With regard to the Data Trails criticism, there is a persistent problem in at least most cyberpunk type games between wanting to make hacking dynamic, dramatic, and immediate, versus realistic. SR has the added burden that its first edition pre-dated the world wide web by a few years and ubiquitous wireless devices by closer to two decades.
In 4th and 5th editions SR made efforts to bring the matrix into a form that is less unbelievable (i.e. not behind where we are now), while making hacking something you do while part of the party, as opposed to the old stereotype of the GM and hacker playing through that part of things while everyone else went to get pizza, then everyone else getting to do their thing while the hacker character played video games. I think they’ve done a semi-decent job with the play style issue, but a lot of people find the new matrix is simultaneously jarring because it is so different from what was in older editions, but still not believable. In Data Trails they kind of doubled down, putting in some cool new stuff for hacker types to experience and explore, while really straining the suspension of disbelief for some people.
(Personally, if I’m accepting trolls with fireballs flying out of their fingers, and an economy where shadowrunners are integral to how things work, accepting the matrix doesn’t really bother me. But perhaps because we actually have experience with computers and networks, a lot of people seem to want it to make sense based on what they know)
As for the combat scene, I think the answer if very much “it depends.” There are sufficient tactical and strategic options in SR that a combat can play out in very many different ways. If everyone grabs cover and uses full defense and neither side has a real superiority in magic or drones, then it could drag out for quite a while. Meanwhile one big fireball might end it almost instantly. What you tend not to have is situations where one side has the clear advantage, but it just takes a lot of back and forth rolls to whittle the other side down—at least compared to a lot of other game systems. Combat can be pretty dynamic, at least if both sides put their minds to it.

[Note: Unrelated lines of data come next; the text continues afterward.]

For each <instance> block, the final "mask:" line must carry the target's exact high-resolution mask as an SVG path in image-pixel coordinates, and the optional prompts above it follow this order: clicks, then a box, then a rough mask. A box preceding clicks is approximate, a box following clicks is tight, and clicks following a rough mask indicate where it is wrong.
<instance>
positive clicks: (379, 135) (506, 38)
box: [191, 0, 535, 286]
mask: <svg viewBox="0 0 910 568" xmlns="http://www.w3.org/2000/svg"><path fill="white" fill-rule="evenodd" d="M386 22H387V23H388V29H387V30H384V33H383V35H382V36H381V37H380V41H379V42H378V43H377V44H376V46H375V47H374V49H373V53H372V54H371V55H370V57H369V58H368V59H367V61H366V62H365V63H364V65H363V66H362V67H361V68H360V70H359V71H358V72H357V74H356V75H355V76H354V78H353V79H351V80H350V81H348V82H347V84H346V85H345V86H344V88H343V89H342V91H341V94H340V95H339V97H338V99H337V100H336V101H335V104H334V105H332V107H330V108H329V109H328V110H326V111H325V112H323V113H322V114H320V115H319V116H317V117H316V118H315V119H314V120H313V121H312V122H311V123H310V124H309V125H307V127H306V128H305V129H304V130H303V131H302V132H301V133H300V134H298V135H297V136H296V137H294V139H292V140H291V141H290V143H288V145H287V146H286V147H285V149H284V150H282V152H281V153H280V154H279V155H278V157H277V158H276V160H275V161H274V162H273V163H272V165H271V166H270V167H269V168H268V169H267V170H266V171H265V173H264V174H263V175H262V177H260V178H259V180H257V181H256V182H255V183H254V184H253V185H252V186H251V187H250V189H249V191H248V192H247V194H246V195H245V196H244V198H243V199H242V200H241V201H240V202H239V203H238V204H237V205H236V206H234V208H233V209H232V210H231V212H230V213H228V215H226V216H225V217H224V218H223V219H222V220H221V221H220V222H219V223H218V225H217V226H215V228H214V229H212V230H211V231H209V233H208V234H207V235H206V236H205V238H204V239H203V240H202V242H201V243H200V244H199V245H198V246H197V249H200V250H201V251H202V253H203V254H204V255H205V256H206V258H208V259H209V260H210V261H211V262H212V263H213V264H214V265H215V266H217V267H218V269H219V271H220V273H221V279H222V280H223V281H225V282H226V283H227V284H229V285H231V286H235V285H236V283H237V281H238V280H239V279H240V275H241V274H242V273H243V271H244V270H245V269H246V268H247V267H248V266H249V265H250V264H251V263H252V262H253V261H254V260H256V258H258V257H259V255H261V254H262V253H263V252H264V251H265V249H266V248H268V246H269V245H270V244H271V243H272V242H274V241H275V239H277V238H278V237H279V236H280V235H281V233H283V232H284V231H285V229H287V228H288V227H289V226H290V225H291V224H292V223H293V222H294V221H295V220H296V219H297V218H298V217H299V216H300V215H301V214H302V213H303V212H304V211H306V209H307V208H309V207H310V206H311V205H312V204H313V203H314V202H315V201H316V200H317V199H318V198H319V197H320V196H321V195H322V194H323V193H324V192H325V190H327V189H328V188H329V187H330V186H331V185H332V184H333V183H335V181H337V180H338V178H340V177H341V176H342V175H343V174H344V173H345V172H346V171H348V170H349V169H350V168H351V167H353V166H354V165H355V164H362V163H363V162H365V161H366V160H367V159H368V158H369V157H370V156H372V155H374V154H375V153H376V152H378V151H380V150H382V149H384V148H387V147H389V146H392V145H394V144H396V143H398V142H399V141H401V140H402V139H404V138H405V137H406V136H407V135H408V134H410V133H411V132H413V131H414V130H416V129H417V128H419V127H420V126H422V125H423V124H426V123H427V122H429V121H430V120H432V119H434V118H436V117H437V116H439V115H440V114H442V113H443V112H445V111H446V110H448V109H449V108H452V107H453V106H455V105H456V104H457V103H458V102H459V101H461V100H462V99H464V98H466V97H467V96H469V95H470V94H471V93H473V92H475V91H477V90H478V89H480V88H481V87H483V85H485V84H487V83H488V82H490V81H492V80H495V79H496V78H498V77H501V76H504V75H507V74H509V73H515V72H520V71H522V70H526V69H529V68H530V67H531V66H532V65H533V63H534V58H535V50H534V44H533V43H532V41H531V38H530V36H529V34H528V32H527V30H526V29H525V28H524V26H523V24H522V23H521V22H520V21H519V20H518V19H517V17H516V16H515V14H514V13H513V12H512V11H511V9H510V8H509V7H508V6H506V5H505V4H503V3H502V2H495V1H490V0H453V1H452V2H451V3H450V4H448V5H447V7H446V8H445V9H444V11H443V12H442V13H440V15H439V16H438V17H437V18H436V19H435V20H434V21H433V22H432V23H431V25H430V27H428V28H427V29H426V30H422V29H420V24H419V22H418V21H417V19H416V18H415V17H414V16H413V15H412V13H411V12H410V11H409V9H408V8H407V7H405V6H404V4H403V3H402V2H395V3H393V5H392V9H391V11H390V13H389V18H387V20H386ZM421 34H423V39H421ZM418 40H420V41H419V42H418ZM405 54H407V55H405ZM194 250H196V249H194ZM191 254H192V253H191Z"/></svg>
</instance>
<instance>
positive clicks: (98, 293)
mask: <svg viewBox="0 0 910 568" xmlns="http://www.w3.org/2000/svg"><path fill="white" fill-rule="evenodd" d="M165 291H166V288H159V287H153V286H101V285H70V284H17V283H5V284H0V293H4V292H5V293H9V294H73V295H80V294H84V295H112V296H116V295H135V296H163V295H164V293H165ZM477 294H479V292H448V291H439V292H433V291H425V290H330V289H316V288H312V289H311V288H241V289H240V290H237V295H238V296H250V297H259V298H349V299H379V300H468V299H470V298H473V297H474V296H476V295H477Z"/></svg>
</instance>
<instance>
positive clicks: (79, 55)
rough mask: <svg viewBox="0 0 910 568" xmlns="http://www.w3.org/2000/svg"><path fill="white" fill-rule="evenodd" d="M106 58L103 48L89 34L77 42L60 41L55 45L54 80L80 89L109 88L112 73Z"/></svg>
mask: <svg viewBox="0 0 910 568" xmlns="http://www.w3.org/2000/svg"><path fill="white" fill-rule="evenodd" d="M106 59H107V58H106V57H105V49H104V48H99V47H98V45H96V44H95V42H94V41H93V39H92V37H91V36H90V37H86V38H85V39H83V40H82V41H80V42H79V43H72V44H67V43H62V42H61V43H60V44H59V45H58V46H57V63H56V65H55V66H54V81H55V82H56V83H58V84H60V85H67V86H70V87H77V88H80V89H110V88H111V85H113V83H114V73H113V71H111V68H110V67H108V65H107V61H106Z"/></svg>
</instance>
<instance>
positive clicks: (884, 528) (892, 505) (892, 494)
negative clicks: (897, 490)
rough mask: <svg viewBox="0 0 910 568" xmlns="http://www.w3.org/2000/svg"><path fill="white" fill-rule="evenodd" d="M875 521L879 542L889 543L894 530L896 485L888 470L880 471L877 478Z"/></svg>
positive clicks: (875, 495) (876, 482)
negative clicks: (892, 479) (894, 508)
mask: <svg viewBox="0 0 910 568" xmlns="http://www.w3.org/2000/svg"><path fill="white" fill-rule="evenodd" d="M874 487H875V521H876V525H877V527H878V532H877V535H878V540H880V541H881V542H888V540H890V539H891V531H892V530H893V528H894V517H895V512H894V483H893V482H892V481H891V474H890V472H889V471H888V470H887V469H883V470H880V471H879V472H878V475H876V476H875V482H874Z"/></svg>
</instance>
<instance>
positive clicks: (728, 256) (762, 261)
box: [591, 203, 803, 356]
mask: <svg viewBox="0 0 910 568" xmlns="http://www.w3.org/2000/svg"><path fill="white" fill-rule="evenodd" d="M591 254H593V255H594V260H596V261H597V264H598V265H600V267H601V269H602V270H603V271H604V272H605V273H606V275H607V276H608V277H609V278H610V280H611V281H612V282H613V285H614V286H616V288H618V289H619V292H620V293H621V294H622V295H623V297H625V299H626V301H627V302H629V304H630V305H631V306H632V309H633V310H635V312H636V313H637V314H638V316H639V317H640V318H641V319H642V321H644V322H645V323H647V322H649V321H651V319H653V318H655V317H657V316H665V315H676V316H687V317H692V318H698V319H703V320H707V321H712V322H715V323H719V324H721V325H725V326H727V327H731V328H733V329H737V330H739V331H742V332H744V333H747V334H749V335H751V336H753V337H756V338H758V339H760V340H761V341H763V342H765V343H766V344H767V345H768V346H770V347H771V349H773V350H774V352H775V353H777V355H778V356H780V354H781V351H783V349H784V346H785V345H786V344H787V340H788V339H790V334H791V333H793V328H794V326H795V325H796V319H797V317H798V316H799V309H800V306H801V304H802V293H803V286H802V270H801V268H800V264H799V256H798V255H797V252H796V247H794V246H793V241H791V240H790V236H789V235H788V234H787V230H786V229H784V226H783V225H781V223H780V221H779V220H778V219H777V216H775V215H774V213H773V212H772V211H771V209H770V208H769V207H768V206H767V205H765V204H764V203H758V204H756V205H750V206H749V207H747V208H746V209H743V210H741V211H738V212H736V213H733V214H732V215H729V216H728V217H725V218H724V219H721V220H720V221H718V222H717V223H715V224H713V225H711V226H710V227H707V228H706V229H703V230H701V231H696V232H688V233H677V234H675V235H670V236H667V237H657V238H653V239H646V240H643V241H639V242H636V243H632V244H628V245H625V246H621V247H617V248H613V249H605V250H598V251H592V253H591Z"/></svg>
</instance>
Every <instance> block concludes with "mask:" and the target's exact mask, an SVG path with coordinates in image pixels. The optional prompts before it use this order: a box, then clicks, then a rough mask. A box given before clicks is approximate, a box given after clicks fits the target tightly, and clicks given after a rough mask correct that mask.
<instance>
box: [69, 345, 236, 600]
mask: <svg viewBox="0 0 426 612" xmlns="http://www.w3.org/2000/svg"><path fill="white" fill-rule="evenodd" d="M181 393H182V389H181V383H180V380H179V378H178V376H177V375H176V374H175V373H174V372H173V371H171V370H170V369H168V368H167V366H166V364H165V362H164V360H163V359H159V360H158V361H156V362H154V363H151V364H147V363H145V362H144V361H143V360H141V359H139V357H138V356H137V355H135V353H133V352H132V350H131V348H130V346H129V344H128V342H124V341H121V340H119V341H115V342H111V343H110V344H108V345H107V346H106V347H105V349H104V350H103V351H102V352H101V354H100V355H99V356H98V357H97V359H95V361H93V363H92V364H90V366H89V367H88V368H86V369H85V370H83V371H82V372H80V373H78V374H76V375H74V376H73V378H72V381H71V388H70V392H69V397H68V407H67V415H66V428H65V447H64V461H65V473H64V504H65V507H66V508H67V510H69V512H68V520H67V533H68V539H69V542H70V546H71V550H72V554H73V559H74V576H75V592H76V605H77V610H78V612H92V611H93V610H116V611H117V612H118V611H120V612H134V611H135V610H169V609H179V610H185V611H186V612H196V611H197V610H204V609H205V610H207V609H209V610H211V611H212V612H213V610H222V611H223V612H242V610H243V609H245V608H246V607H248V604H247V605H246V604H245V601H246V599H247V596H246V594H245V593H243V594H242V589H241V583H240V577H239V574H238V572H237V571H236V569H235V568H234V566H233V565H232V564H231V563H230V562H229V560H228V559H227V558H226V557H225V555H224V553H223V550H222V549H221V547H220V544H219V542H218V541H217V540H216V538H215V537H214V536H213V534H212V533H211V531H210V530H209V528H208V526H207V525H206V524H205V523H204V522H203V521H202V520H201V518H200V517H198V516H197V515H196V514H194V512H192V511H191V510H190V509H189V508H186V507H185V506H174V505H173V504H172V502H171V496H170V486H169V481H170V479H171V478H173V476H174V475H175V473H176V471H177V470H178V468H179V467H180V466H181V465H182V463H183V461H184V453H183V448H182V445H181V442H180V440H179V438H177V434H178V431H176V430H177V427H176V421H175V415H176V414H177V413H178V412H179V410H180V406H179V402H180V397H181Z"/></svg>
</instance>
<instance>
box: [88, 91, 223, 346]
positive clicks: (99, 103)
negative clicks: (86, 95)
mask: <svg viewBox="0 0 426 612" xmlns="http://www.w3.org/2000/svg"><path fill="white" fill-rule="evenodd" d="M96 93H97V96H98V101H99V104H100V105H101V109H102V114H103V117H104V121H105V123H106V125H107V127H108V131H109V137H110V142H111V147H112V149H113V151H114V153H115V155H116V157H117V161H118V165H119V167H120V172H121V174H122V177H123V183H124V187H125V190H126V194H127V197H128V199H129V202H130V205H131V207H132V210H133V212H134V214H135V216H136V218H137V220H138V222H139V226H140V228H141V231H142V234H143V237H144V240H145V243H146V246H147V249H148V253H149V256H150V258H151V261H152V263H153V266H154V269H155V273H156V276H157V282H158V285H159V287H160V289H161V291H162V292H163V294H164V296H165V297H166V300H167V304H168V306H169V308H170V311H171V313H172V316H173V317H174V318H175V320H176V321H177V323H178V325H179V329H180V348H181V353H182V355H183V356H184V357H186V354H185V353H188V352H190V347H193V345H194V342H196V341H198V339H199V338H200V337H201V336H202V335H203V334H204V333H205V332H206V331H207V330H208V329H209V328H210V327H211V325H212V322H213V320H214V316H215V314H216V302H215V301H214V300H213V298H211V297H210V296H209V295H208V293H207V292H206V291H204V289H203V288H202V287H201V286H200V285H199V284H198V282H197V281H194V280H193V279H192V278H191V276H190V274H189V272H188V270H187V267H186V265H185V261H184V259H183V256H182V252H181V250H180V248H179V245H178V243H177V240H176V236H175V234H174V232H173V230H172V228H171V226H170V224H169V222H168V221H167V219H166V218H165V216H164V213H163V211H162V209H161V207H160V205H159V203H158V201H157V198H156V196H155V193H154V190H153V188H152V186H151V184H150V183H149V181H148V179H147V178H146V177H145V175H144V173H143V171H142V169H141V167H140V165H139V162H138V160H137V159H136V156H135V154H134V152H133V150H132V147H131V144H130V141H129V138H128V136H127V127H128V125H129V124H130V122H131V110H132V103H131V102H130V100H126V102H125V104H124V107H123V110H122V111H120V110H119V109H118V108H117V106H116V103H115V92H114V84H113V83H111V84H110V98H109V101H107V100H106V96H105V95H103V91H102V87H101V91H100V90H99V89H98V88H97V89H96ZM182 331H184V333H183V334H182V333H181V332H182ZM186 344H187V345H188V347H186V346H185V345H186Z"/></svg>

Worth noting, perhaps, is that as each action can involve an attack roll, a defense roll, and a damage soak roll (and if it is a spell there will also be a drain soak test), each of which likely involves rolling 10+ dice and looking for the ones that come up five or six. In other words, the mechanics of the game are not especially speedy. On the other hand because the rolls pack a a fair bit of information (how many successes, is the roll a glitch, compared to a simple pass/fail or fumble/fail/succeed/crit scale), personally, I find the dice rolling a far more interesting part of SR than most games.